Clinical records — regardless of how they were created — can potentially be subject to legal process, including subpoenas. This is true for handwritten notes, EHR records, and AI-assisted notes alike. The key factor is not how the note was drafted, but whether it is part of the clinical record. Therapists should follow existing record retention and confidentiality practices. Specific questions about legal exposure should be directed to a licensed attorney familiar with mental health law in your jurisdiction.
Coverage varies by insurer and policy. Some malpractice policies have been updated to address AI-assisted clinical tools; others have not been specifically amended. The most reliable approach is to contact your malpractice insurance carrier directly and ask whether AI-assisted documentation is covered under your current policy, and whether any disclosure or documentation requirements apply. This is a straightforward question that many clinicians are now asking their carriers.

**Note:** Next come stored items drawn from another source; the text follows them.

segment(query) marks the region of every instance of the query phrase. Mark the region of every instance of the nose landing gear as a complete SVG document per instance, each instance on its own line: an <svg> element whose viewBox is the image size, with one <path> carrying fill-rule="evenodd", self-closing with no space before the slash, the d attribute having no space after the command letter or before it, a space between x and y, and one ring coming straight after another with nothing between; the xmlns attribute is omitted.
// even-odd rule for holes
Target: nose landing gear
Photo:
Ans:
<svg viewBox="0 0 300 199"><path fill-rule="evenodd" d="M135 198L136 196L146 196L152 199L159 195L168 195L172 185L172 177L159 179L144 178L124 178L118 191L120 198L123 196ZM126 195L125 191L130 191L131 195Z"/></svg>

AI documentation can be used responsibly in therapy practice. The conditions for responsible use are clear: the tool should not require session recordings, the vendor should offer a BAA and not use submitted content for model training, all output should be reviewed and approved by the therapist before saving, and data should be stored securely with access appropriately limited.
Therapist caution about new tools is appropriate and worth maintaining. The right response to that caution isn't reassurance — it's transparency about how a tool works, honest answers to the questions that matter, and a design that keeps the clinician in control. The questions in this article are the right ones to ask. Any tool worth using should be able to answer them clearly.